Bugüne kadar çıktığı tüm kızların adının Katherine olması ise sadece tesadüf, bilinçli olarak özellikle Katherine’lerin peşinden koşmuş değil ama hal böyle olunca oturup da istatistik veya teorem geliştirmemek elde değil. Ben bile okurken oturup şöyle bir analiz yapmak istedim :))

19. Katherine tarafından terk edildiği gün üstün zekâlı kahramanımız bunalıma girer. İçine düştüğü bu aşk acısından çıkartacak yakın arkadaş Hasan ise anında olaya müdahale eder: Birlikte uzun yola çıkmaya karar verirler.
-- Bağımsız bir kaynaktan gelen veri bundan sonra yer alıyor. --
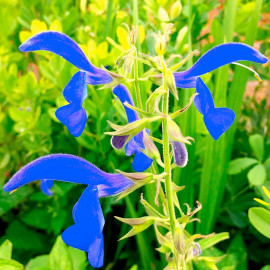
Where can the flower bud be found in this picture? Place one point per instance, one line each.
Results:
(170, 82)
(179, 240)
(175, 132)
(130, 129)
(176, 9)
(153, 101)
(151, 149)
(180, 154)
(160, 44)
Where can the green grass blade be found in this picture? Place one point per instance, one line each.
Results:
(187, 123)
(213, 179)
(218, 153)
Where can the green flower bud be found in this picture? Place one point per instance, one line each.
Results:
(170, 82)
(176, 10)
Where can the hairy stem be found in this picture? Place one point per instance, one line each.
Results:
(167, 161)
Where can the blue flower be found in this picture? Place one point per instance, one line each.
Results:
(86, 233)
(73, 116)
(217, 120)
(141, 162)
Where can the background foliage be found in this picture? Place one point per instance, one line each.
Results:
(224, 176)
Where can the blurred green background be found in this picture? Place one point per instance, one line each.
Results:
(30, 91)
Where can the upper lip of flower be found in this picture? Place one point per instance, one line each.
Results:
(74, 117)
(68, 168)
(211, 60)
(222, 55)
(86, 233)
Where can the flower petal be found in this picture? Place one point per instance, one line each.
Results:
(204, 100)
(180, 153)
(88, 218)
(181, 82)
(68, 168)
(141, 162)
(222, 55)
(63, 46)
(45, 186)
(124, 96)
(102, 77)
(218, 120)
(87, 208)
(115, 184)
(76, 90)
(130, 147)
(86, 234)
(96, 252)
(73, 117)
(118, 142)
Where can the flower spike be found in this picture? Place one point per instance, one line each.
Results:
(141, 162)
(72, 115)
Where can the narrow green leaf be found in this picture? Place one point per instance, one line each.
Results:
(257, 175)
(7, 264)
(238, 165)
(6, 250)
(213, 240)
(257, 145)
(59, 257)
(260, 219)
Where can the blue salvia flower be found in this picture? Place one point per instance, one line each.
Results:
(73, 115)
(86, 233)
(217, 120)
(141, 162)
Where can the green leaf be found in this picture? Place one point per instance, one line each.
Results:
(79, 258)
(19, 235)
(216, 31)
(5, 160)
(213, 240)
(257, 145)
(37, 218)
(257, 175)
(266, 267)
(59, 257)
(7, 264)
(38, 263)
(238, 165)
(260, 219)
(267, 168)
(6, 250)
(9, 201)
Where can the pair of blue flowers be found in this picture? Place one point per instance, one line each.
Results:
(86, 233)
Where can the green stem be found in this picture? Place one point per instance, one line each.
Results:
(167, 161)
(136, 84)
(109, 13)
(143, 247)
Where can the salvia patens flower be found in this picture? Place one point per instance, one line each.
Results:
(217, 120)
(86, 233)
(197, 249)
(73, 115)
(141, 162)
(180, 153)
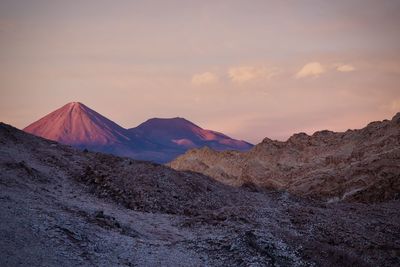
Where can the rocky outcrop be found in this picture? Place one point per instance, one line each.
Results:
(360, 165)
(64, 207)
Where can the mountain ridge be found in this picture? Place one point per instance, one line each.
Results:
(359, 164)
(157, 139)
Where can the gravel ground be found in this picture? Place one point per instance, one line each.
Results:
(62, 207)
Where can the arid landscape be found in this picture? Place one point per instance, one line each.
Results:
(200, 133)
(62, 207)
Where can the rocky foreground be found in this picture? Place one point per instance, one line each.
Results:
(63, 207)
(356, 165)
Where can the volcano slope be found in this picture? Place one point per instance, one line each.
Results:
(356, 165)
(63, 207)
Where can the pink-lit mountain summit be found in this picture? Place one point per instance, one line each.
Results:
(158, 140)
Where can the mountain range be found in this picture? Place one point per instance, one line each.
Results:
(61, 206)
(158, 140)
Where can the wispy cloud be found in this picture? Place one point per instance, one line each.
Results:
(204, 78)
(312, 69)
(247, 73)
(345, 68)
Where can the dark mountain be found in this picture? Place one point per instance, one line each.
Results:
(158, 140)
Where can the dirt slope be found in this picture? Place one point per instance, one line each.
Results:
(62, 207)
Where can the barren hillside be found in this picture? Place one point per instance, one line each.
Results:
(63, 207)
(359, 165)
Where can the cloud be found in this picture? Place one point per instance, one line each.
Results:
(204, 78)
(248, 73)
(345, 68)
(313, 69)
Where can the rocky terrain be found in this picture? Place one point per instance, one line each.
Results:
(157, 140)
(356, 165)
(64, 207)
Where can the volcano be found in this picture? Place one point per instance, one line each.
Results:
(157, 140)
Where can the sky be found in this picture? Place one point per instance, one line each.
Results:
(250, 69)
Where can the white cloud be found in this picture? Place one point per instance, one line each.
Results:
(204, 78)
(345, 68)
(247, 73)
(313, 69)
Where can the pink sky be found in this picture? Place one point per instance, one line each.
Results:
(250, 69)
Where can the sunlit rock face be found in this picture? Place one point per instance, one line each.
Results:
(362, 165)
(158, 140)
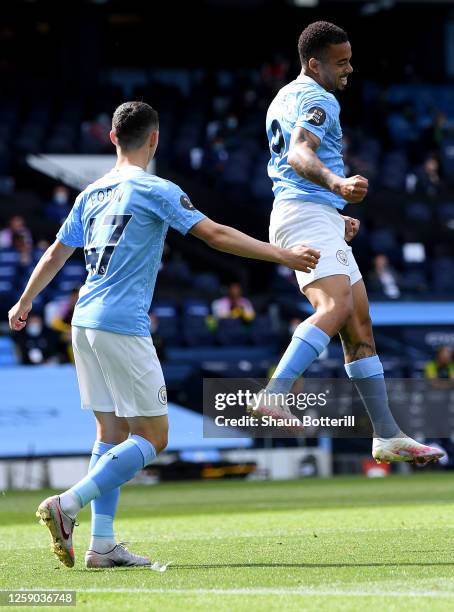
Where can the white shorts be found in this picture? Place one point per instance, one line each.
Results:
(118, 373)
(319, 226)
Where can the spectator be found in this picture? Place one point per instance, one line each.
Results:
(426, 181)
(16, 227)
(443, 364)
(433, 136)
(383, 279)
(233, 305)
(59, 206)
(37, 344)
(25, 250)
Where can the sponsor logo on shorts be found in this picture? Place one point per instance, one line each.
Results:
(186, 203)
(162, 395)
(342, 257)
Macera dolu bir tur anlayacağınız!

Uzun yol maceraları Arşidük Franz Ferdinand’ın mezar tabelasını gördükleri noktada sabitlik kazanıyor. Çünkü ikilimiz burada mezarlığı gezdiren tur rehberi Lindsey Lee Wells ile tanışır ve orada kalmaya, çalışmaya başlarlar.




Bundan sonrası ise bir yandan Ceolin’in teoremi diğer yandan yaptıkları çok tatlı iş ve Hasan-Lindsey-Colin üçlüsünün keyifli sahneleriyle devam ediyor. Hasan karakterini çok sevdim, Colin’den daha çok hem de! İnanılmaz eğlenceli bir karakter çıkarmış John Green. Müslüman olan Hasan’ın Colin’e Kafir diye seslenmesine elimde olmadan hep güldüm :))

Hasan ve Colin macera yaşamak için çıktıkları bu yolda kesinlikle hayatlarına yön verecek şeyler buldu. Lindsey dışında daha birçok karakter var kitapta, mesela ÖC (Açılımını söylemeyeceğim, okurken öğrenin:) ) Jogn Green’in çok eğlenceli bir adam olduğunu düşünüyorum, kitabın dip notları bile komikti. Colin sayesinde genel kültürümüz bir parça daha artmış oldu. Hem siz Birinci dünya savaşının başlamasına sebep olan adamı biliyor musunuz? Colin ve okuyucular biliyor! Tüm bu sıkıcı bilgileri Colin –dolayısıyla John Green- sayesinde (ve Hasan’ın komik yorumlarını unutmamak lazım) gayet eğlenceli satırlarla öğrenmiş olduk :)

Kısacası eğlenceli bir başlangıç yaptım John Green dünyasına. Teoremin bitip bitmediği, Colin’in aşk hayatının nasıl bir sonuca ulaştığını öğrenmek istiyorsanız bu kitabı kaçırmayın derim.

Colin’in bir diğer özelliği olan anagram yapma yeteneğinden bahsetmemek çevirmene hakaret olur. Colin’in yaptığı anagramları çok şahane bir şekilde Türkçeye çevirmiş çevirmenimiz. Her seferinde çevirmen için ‘Ne kadar harika bir iş çıkarmış’ diye düşünmekten kendimi alamadım. Emeğinin her damlasına sağlık sıhhat diliyorum :)

John Green dünyasında gezinmeye devam. İkinci JG kitabım, Alaska’nın Peşinde olacak. Duyumlarıma göre oldukça eğlenceli ve romantikmiş. Hadi bakalım!